L’ONG milite dans le même temps pour la réhabilitation du régime de Bachar Al-Assad. Elle a été à l’origine du jumelage entre la ville de Béziers et la ville syrienne de Maaloula, symbole du christianisme oriental, présenté par le régime syrien comme un bastion de la résistance au djihadisme. C’est aussi SOS chrétiens d’Orient qui a œuvré pour la visite du député chrétien-démocrate des Yvelines Jean Frédéric Poisson à Bachar Al-Assad en juillet 2015. Julie A., ancienne bénévole pour l’association découvre la réalité lors d’une mission en Syrie. « Je me suis rapidement rendu compte de leurs convictions. Nous sommes allés à un meeting prorégime, on se serait cru en Corée du Nord. J’ai décidé de quitter la mission juste après cet épisode. »

Si la cause des chrétiens d’Orient fait autant l’objet de stratégies d’instrumentalisation politique, c’est parce qu’elle tend à cristalliser nombre de fantasmes et de craintes qui animent les débats en France. La crainte chez certains Français catholiques du déclin de la pratique religieuse, mais aussi la peur d’une montée de l’islam dans l’Hexagone imprègnent profondément la manière dont cette actualité est perçue.

La fascination exercée par les chrétiens vivant en Orient, perçus comme les représentants de la religion des origines en dit long sur les doutes traversés par la communauté catholique française concernant son identité et sa place dans une société sécularisée.

Pour William Marie Merchat, la question est à la fois centrale et prisonnière de la crise identitaire que traverse la communauté catholique française. « Je constate de plus en plus, notamment chez les jeunes catholiques, un sentiment d’être en minorité qui crée une insécurité, avec par conséquent une identité marquée plus forte. Il y a des partis et des courants d’idées qui se nourrissent de ça, y compris dans l’Église ; des courants traditionalistes qui assimilent la persécution des chrétiens d’Orient à un appel à une nouvelle croisade. Il y a un besoin de retrouver des racines claires, d’aider les gens à trouver un sens à leur vie. La laïcité n’est pas l’étouffement des religions, c’est permettre à chaque religion de s’exprimer dans le respect des traditions du pays. »

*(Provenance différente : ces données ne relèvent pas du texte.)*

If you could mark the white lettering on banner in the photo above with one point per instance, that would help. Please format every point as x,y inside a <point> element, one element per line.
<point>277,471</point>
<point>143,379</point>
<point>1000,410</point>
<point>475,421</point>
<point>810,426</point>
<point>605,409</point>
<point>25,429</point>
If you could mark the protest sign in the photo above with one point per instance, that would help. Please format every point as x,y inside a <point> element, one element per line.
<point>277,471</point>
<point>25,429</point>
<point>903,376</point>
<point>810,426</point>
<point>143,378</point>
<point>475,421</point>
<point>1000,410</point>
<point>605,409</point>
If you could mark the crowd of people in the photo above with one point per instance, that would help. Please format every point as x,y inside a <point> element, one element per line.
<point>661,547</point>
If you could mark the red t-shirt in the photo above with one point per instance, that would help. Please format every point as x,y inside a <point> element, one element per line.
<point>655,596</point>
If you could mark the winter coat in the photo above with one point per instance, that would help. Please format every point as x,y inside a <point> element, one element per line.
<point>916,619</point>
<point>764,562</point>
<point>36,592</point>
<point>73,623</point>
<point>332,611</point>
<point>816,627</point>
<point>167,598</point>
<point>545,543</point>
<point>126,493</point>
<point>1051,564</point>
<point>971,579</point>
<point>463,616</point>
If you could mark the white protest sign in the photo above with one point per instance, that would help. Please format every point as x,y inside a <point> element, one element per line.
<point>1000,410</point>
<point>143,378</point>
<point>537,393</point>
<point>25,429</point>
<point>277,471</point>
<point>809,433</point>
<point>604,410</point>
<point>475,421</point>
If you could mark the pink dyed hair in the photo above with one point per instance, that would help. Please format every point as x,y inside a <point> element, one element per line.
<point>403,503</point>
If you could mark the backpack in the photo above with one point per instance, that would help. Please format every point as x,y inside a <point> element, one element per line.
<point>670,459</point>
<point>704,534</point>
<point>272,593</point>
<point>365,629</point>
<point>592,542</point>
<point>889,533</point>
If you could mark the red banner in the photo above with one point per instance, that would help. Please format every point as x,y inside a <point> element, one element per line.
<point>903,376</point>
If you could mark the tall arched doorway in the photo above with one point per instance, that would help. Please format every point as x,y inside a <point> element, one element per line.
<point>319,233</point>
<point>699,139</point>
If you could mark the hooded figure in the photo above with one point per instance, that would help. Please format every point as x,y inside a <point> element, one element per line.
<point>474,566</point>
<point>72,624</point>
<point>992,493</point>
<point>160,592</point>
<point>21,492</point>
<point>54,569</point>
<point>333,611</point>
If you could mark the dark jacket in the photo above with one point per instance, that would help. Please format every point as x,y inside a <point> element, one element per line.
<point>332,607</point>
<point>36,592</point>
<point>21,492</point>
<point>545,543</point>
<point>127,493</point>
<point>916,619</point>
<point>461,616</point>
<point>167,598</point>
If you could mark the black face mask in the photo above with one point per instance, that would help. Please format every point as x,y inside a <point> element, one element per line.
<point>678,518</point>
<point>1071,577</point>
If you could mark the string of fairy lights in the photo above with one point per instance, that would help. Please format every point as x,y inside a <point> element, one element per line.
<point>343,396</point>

Comme le remarque Jean-Christophe Peaucelle, conseiller du ministère des affaires étrangères pour les questions religieuses, les débats en France autour de l’islam et autour des chrétiens d’Orient sont fortement liés. « La majorité de l’actualité aujourd’hui en France est consacrée aux chrétiens d’Orient et à l’islam. En réalité il s’agit des deux facettes du même problème. C’est la question du vivre-ensemble qui est au centre de la question des chrétiens d’Orient. Si leur défense se transforme en moyen d’exprimer des relents d’islamophobie, c’est que l’on passe totalement à côté du véritable débat. »

Longtemps refoulée dans le domaine privé, la religion est partout présente, dans les controverses publiques comme dans les analyses géopolitiques. Les attentats de Charlie Hebdo et du Bataclan rappellent le besoin urgent d’ouvrir le débat. Pour William Marie Merchat, « le dialogue interreligieux est la clé du vivre-ensemble et les attentats ont réveillé cette nécessité fondamentale de dialoguer. »

1Edward W. Said, L’Orientalisme. L’Orient créé par l’Occident, Éditions du Seuil, 2005.

2Ministre des affaires étrangères du 16 mai 2012 au 11 février 2016.

5NDLR. Clément Méric était un jeune militant libertaire, membre de l’Action antifasciste Paris-Banlieue et de Solidaires Étudiant-e-s. Il est mort le 5 juin 2013, à la suite d’une rixe avec le groupe d’extrême droite Jeunesses nationalistes révolutionnaires.